Sent from my LGLS991 using Tapatalk


----------



## driz (Jun 16, 2016)

We had an Arkansas Traveler that looked exactly like that when I was growing up in the 60's. A real tank of a boat that was big enough not to worry if the wind came up with those nice high sides. The one problem we always had was those gunnels rotting out every couple years. I can see why everybody went to the all aluminum designs as they were a major PITA. Great boat though.
The best way of course would be with nice fat piece of something like 1/4" 2x2" aluminum angle. That would do the deed forever though you probably couldn't bend it right yourself and would have to farm it out , at least the bending fitting part and you do the rest yourself. Second best would be a nice hardwood, something like oak or maple. Seal the hell out of it on the bench before installing. When you put it on put the hardwood on then seal the top well with 3M 5200 and cap it with aluminum as stated before. Of course make sure to use stainless steel hardware. 
By the time you get done ordering wood, material, ect though it might just make more sense to see if that local steel fabricator (the guy who actually fixes your dinged up props you take to the dealer as well) may be able to bend one for you cheaper. You'd have a better job in the bargain as well and no more rot out headaches.


----------



## Texas Prowler (Jul 30, 2016)

Well guys I'm not having any luck finding a lumber yard open on the weekends that has white oak. I'll have to take off during the week I guess...Ugh.

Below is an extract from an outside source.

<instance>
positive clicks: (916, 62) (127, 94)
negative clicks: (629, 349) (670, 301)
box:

Sent from my LGLS991 using Tapatalk


----------



## driz (Aug 1, 2016)

You might try looking up any local good old boy saw mills. Sometimes they have the good stuff you won't find in stores and it will be cheaper. They might even make it right to spec for you. If you give one a call and he doesn't have any often they can tell you who does. Just stay away from anyplace saying Marine. Wood is wood but once it is blessed with the "M" word :roll: $$$$$$
Just another thought. Did you ask any of them if they could order you some? Most lumber outlets can easily and quickly get a lot of things they don't regularly stock. That's sort of become business as usual in recent years for most things. The thing is they (at least around here) don't charge for it but you do have to ask. I think even Lowes and Home Depo do it too, just ask.


----------



## Texas Prowler (Aug 1, 2016)

I sure didn't ask about having the wood ordered but i will and see what they say. Id like to get the tin on the water by fall.

Sent from my LGLS991 using Tapatalk


----------



## Texas Prowler (Aug 15, 2016)

I found a specialty hardwood lumber yard that will be open this weekend. https://www.hlcdallas.com/solid.php
Just my luck I've called them before and this will be their first time open on the weekend. I'll have to stop by. 
The owner suggested i check out the juniper and cypress wood. I'll check out the white oak while I'm there as well.

Sent from my LGLS991 using Tapatalk


----------



## Texas Prowler (Aug 20, 2016)

Well i ended up getting mahogany 2in strips cut and milled down to half inch thick. I think I'll end up having to do the gunwale trim in sections due to the curvature. Sucks... It doesn't just curve around the sides it actually curves up then down as well.

Sent from my LGLS991 using Tapatalk


----------



## Johnny (Aug 20, 2016)

Tex - if you think that mahogany is hard to curve,
the white oak is twice as hard, if not more !!
to do your boat justice, the wood will have to be steamed
and clamped into position while you work it. (extra hands are very helpful here).
YouTube it - "how to steam bend wood"

Good luck in your project !!
Looking forward to the photos


----------



## Texas Prowler (Aug 20, 2016)

The guys at the shop did say white oak would be more difficult to work with. They actually suggested that i have the wood milled down to 1/4 strips. I will give steaming them a good shot. I'll try wrapping them in hot towels first.

Sent from my LGLS991 using Tapatalk


----------



## Texas Prowler (Aug 21, 2016)

This Mahogany turned out to be extremely easy to work with. I am really happy! I'll post pics later after the drivers side is done. So far I've only used one c clamp. 

Sent from my LGLS991 using Tapatalk


----------



## Texas Prowler (Aug 21, 2016)

Sent from my LGLS991 using Tapatalk


----------



## lckstckn2smknbrls (Aug 21, 2016)

Did you have to steam it to bend it?


----------



## Texas Prowler (Aug 21, 2016)

I just used boiling water, towels, weights up to 35lbs, bungee cord and a c-clamp.

Sent from my LGLS991 using Tapatalk


----------



## Texas Prowler (Sep 5, 2016)

I got a little steam going to see. If it would make the mahogany more flexible then the towels as you can see in the pics it worked wonderfully.


----------



## lckstckn2smknbrls (Sep 5, 2016)

I like the old Freon tank as a steam kettle.


----------



## Texas Prowler (Sep 6, 2016)

Thanks! I tried to be creative with what i have. Wrapped the wood with painters plastic and tape then ran a hose to it, then let it steam for a few hours.

Sent from my LGLS991 using Tapatalk


----------